Milton foi preso e exilado pelo Golpe de 64. Entre os anos de 1964 e 1977, ensinou na França, Estados Unidos, Canadá, Peru, Venezuela e Tanzânia. Foi o único brasileiro a receber o Prêmio Vautrin Lud, considerado o Nobel de Geografia. Escreveu mais de 40 livros, entre eles Por Uma Outra Globalização” (2000) e Território e Sociedade no Século XXI(2001) que alertavam para os perigos causados pelo processo de globalização nos países em desenvolvimento.

Essa pequena introdução se faz necessária, já que Silvio Tendler não se estendeu sobre a vida do homem Milton, e sim sobre a obra de Milton. Uma decisão que se mostrou acertada. Nos 89 minutos do documentário Encontro com Milton Santos ou: O Mundo Global Visto do Lado de Cá, o diretor se debruça sobre as teses do pensador Milton. Vários cineastas consagrados são arredios à ideia das biografias. “Querem me conhecer? Vejam meus filmes!” Essa frase pode ser atribuída a Hitchcock, Buñuel, ou Fellini. Seguindo essa linha de raciocínio, Silvio Tendler deixou a pesquisa biográfica para a curiosidade do público.

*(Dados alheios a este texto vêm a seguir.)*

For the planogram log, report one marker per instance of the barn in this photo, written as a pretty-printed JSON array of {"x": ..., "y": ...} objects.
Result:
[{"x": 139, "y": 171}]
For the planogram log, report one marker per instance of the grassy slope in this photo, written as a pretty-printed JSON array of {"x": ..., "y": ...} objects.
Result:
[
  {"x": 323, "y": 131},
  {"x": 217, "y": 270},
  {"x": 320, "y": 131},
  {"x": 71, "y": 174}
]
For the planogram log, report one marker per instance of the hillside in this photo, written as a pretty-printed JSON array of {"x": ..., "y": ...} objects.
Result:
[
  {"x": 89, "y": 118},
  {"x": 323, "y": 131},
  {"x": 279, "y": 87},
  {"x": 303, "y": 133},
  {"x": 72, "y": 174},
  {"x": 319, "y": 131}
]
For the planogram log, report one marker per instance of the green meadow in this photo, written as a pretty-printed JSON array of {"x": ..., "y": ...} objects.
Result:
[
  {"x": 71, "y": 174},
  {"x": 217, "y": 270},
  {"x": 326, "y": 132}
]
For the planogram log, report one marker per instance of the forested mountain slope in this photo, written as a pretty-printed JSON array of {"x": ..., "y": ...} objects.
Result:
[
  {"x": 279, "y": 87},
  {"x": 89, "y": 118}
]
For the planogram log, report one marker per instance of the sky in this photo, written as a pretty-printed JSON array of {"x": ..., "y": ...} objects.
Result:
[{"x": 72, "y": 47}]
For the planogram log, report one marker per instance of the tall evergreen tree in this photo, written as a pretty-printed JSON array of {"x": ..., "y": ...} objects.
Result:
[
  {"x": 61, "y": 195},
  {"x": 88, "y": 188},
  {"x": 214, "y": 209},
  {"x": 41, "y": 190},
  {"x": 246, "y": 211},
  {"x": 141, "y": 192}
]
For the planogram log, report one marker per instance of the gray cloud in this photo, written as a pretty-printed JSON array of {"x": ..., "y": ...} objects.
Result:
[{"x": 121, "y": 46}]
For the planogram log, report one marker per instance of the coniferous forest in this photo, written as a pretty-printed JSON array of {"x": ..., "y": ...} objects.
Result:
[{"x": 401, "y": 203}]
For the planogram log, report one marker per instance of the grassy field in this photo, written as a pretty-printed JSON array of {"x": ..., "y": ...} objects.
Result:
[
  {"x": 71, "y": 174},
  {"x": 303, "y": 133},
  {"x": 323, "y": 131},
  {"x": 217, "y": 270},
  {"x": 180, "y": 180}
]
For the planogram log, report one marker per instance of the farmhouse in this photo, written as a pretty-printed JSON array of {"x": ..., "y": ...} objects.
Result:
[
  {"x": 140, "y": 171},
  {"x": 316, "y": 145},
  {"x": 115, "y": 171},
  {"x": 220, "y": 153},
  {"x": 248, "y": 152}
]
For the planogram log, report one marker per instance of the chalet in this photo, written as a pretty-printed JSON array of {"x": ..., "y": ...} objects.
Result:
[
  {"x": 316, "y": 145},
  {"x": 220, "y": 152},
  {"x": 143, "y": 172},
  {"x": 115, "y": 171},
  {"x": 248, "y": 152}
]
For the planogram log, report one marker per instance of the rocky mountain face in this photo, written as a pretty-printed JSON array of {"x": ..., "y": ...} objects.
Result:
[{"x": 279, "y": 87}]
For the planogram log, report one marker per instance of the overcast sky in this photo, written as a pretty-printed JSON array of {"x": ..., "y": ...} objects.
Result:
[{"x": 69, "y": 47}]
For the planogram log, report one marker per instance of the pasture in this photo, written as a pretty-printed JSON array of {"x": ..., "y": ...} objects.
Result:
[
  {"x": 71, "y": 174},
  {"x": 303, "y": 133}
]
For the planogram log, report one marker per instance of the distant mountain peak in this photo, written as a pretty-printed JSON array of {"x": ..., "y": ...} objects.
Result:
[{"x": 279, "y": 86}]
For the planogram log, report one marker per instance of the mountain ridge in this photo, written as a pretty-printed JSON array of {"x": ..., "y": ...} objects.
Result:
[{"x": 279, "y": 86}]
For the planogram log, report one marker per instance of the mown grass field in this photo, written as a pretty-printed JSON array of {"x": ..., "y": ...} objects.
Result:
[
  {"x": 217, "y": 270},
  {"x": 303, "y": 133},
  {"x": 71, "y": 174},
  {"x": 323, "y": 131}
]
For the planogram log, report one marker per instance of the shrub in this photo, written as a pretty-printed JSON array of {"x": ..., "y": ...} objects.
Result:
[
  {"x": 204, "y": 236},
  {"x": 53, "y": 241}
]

O cineasta conheceu Milton Santos em 1995, e desde então tinha planos para filmar o geógrafo. Os anos foram passando e, somente em 2001, Tendler realizou o que seria a última entrevista de Milton (que viria a morrer cinco meses depois). Baseado nesse primeiro ponto de partida o documentário procura explicar, ou até mesmo elucidar, essa tal Globalização da qual tanto ouvimos falar.

É na evidência das contradições e dos paradoxos que constituem o cotidiano desta globalização que Milton Santos enxerga as possibilidades, já em andamento, de construção de uma outra realidade. Inova, portanto, quando, ao invés de se colocar contra a globalização, propõe e aponta caminhos para uma outra globalização. Agora, o novo vem da periferia. Como exemplo de uma cultura que surge dos ‘de baixo’, o professor cita o movimento Hip-Hop.”, revela Silvio.

O documentário percorre algumas trilhas desses caminhos apontados por Milton, vemos movimentos na Bolívia, na França, México e chegamos ao Brasil, na periferia de Brasília. Em Ceilândia, a câmera nos mostra pessoas dispostas a mudar as manchetes dos jornais que só falam da comunidade para retratar a violência local. Adirley Queiroz, ex-jogador de futebol, hoje cineasta, estudou os textos de Milton e procura novos caminhos para fugir do ‘sistema’ ou do Globaritarismo – termo criado por Milton Santos para designar a nova ordem mundial.

Para tornar o documentário atraente ao público acostumado à ficção ou aos telejornais, Tendler usa uma montagem ‘moderninha’ com gráficos e animações. Atores globais foram chamados para narrar o texto sobre Globalização: Beth Goulart, Fernanda Montenegro, Milton Gonçalves, Matheus Nachtergaele e Osmar Prado. Mas, na verdade, o que realmente importa é o conteúdo do filme. Num país tão carente de pensadores e e até mesmo ideais, um filme como esse deveria ser de exibição obrigatória nas salas de aula. Um sonho, uma utopia se pensarmos que será um grande desafio manter o documentário um mês em cartaz no eixo Rio-São Paulo.

Milton Santos, geógrafo e livre pensador, dizia que a maior coragem, nos dias atuais, é pensar, coragem que sempre teve. O documentário de Silvio Tendler não é uma cinebiografia, nem pretende ser, mas atingiu o objetivo principal de seu personagem: fazer pensar.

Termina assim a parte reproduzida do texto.